This is Warrup, an area of jarrah and marri forest in the south-west of Australia, south-east of Bridgetown. Much of it is scheduled to be chopped down this year. I was there recently, and can report that it is a beautiful, healthy and biodiverse ecosystem, far from the madding crowds.
The jarrah forests of the south-west of Australia have been overcut for the majority of the twentieth century. At Warrup there are two areas of old-growth jarrah forest, something very hard to find in 2010. These areas will not be logged, but anything around these areas will be. This will open up the old-growth left to the effects of heat, wind and invasive weeds, as well as quite probably spreading die-back into the area. It will also impact on threatened animals such as the woylie that are not unknown around here. At Warrup we had found an area of Australia that deserves to be part of the national park system, but that, unless the Department of Environment and Conservation gets its act together, is going to be basically clear-felled.

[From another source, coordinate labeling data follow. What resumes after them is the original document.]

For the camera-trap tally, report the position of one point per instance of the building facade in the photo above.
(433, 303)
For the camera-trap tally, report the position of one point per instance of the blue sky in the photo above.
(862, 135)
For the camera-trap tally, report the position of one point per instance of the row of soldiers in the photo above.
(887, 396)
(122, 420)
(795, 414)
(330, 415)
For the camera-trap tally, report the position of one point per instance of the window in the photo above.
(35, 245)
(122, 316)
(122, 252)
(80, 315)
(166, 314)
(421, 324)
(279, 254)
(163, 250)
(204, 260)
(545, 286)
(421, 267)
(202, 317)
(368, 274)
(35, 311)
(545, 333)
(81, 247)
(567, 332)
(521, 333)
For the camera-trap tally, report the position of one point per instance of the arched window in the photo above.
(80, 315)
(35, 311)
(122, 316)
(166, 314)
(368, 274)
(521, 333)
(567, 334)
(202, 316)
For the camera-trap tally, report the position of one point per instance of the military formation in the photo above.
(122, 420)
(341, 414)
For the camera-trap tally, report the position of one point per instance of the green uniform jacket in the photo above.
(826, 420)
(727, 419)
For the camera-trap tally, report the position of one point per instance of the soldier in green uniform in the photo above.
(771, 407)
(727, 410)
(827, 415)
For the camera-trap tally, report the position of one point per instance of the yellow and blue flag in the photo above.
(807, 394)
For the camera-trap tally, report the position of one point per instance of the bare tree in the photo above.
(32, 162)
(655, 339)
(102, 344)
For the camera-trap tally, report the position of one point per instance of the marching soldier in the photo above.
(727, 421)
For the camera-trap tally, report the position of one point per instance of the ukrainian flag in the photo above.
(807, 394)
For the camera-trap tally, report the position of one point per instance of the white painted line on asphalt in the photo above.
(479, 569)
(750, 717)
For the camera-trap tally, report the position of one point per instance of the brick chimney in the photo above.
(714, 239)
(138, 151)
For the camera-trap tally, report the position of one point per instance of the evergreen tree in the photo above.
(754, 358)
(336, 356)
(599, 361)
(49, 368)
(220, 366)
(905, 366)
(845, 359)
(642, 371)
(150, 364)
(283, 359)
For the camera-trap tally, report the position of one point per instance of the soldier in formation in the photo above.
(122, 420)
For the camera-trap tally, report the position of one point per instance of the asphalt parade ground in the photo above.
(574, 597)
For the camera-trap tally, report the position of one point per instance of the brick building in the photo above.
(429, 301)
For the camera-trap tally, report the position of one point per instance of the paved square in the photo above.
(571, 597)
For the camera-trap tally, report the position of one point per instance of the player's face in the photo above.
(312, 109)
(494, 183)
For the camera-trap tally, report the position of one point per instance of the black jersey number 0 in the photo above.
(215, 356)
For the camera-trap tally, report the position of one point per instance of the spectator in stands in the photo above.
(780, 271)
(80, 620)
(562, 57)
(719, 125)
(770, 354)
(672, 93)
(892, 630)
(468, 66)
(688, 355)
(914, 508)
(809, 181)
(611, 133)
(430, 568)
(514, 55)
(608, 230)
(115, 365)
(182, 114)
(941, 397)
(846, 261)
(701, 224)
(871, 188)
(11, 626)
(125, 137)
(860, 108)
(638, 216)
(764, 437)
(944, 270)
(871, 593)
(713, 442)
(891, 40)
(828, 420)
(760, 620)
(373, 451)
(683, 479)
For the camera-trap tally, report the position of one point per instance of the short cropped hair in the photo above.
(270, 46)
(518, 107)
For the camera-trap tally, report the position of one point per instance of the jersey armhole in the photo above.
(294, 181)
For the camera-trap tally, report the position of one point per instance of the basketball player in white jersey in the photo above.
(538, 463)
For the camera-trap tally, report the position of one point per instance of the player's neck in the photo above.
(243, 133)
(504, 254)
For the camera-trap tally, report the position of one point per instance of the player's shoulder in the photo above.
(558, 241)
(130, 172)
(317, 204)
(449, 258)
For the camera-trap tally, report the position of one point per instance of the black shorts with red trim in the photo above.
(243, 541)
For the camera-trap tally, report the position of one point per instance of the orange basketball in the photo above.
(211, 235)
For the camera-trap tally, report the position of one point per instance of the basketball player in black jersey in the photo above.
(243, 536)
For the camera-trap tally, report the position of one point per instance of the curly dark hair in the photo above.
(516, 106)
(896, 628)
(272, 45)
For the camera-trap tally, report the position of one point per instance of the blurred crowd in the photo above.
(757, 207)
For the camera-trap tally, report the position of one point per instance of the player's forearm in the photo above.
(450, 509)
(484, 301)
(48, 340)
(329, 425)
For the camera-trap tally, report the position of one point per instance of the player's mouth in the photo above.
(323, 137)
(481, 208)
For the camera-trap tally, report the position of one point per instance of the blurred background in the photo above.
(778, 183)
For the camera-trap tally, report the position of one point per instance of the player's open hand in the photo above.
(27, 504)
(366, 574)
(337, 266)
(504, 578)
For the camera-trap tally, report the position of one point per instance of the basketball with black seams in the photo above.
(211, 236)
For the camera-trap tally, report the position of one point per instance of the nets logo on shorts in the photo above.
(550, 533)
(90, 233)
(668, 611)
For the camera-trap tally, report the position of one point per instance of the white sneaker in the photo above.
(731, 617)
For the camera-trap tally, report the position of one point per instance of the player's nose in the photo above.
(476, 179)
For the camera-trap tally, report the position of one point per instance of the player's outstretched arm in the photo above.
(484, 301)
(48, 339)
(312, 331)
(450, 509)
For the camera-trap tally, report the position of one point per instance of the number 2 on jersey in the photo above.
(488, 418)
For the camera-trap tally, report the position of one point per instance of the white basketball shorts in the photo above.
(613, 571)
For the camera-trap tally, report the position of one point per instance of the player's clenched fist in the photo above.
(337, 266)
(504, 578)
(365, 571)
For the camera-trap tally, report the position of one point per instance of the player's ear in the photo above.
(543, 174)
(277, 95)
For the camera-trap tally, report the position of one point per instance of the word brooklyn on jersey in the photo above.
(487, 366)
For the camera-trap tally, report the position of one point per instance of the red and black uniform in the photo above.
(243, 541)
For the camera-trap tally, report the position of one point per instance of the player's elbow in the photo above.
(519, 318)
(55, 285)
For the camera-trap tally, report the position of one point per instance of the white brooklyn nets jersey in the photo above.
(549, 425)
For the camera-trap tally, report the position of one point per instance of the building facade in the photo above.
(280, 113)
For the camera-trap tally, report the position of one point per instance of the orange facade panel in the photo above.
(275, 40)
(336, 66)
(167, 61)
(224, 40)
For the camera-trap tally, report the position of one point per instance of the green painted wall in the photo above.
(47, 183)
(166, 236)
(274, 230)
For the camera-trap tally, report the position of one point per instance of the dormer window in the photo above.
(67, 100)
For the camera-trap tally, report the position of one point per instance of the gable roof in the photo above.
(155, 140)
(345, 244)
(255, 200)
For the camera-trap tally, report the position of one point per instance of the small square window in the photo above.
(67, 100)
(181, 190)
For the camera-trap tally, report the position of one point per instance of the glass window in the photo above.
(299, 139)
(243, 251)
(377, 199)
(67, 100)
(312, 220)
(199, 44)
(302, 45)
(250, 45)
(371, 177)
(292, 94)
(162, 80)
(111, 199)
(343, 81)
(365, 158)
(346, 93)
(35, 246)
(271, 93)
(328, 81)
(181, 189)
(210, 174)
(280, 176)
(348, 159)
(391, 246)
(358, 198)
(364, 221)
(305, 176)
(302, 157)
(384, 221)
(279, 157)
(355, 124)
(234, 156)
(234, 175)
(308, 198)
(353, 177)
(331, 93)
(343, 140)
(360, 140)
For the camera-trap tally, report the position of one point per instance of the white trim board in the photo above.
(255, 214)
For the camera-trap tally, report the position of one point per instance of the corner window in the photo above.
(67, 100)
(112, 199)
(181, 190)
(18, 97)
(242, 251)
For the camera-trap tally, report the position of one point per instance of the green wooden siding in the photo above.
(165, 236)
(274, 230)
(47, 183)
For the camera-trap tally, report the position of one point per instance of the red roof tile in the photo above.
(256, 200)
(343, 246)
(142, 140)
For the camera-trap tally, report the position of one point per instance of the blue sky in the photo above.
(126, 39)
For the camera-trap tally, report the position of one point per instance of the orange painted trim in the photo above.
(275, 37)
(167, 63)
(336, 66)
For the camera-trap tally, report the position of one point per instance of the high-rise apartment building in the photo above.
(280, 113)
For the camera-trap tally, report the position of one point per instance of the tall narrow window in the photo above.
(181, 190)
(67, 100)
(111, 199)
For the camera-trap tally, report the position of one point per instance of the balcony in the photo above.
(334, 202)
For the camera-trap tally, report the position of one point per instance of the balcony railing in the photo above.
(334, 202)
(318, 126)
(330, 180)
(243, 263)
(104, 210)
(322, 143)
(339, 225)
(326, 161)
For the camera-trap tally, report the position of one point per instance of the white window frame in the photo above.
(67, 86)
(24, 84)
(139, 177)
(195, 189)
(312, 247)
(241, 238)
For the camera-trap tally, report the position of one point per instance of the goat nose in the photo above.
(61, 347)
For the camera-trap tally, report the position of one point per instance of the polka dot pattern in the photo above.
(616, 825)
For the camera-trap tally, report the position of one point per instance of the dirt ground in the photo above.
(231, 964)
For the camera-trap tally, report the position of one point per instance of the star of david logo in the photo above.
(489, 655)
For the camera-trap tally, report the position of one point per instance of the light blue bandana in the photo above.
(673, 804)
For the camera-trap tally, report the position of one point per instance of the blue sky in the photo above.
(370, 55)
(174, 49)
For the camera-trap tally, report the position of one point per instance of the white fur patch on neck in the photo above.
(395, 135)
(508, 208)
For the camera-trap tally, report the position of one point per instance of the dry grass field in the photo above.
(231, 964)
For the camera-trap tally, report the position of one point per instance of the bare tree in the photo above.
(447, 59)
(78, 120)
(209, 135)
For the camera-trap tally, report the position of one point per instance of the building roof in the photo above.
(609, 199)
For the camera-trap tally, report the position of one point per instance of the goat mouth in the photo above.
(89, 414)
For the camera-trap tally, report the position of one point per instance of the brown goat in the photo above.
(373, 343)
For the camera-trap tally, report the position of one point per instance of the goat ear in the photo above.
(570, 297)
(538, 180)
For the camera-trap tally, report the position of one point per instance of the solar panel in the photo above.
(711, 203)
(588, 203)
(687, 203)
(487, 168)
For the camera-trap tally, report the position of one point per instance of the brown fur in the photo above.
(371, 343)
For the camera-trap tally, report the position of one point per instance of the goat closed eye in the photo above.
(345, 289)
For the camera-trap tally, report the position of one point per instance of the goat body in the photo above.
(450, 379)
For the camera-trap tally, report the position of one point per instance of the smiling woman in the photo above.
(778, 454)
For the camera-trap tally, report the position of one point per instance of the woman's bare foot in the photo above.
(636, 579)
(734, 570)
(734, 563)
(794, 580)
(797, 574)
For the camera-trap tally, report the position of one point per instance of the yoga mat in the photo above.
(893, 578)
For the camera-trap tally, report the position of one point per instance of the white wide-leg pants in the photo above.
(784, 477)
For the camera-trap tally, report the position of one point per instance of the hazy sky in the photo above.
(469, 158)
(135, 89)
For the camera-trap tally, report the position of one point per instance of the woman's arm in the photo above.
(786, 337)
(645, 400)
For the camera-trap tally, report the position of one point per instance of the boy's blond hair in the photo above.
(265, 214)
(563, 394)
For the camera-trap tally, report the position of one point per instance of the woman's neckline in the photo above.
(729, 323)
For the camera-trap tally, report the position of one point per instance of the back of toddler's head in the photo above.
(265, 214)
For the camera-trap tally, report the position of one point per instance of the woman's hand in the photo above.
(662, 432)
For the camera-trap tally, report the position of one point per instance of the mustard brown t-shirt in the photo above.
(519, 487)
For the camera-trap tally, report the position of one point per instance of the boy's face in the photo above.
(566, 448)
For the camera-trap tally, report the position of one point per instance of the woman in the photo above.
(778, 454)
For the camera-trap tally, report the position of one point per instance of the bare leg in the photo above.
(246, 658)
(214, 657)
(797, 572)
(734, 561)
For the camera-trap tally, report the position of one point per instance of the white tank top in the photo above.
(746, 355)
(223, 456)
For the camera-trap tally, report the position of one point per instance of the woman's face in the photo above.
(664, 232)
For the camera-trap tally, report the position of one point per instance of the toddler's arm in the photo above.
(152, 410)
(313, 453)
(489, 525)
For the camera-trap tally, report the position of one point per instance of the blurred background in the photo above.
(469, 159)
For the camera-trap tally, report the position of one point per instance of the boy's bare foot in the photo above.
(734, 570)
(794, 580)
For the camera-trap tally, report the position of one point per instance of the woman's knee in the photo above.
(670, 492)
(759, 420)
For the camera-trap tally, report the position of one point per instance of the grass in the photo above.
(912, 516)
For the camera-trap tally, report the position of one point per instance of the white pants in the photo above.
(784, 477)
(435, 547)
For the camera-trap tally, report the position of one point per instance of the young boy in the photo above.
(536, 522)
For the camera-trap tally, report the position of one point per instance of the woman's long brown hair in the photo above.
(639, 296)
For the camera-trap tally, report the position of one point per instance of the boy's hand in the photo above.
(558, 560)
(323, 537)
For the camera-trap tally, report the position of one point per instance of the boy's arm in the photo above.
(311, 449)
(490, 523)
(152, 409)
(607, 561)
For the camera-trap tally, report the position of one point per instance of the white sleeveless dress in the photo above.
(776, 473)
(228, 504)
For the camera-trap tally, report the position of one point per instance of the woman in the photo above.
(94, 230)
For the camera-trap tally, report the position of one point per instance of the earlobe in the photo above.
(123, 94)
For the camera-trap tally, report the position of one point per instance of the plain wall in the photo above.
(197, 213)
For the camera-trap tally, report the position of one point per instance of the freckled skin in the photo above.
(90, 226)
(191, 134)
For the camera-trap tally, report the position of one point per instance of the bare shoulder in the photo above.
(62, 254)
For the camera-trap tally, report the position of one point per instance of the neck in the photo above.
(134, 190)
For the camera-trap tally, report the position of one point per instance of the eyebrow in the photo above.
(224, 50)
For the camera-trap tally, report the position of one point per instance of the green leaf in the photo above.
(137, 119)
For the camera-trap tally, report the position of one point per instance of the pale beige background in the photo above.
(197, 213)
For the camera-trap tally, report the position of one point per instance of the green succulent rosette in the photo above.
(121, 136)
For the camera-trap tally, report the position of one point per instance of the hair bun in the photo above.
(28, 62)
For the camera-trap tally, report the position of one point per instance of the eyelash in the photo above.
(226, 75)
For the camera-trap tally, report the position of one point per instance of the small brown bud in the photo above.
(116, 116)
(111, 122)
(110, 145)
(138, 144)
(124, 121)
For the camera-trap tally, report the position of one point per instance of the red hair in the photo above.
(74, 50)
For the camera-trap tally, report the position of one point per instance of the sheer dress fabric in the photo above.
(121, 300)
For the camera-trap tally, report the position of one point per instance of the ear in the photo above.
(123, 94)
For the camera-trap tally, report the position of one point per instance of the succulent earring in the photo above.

Tune into RTR 92.1FM in Perth, or online, on 26 May, 11.30am, to hear me interviewing Russel Catomore, a representative from the Bridgetown-Greenbushes Friends of the Forest group, about the future of Warrup.
This forest has only been logged once back in the 1940s and today it contains massive trees and a rich understorey.
The sounds of quiet bird song fluting in the canopy in the areas adjoining the old-growth were an elegy in my ears. Soon we won’t hear song in this old forest if the Department of Environment and Conservation gets its way.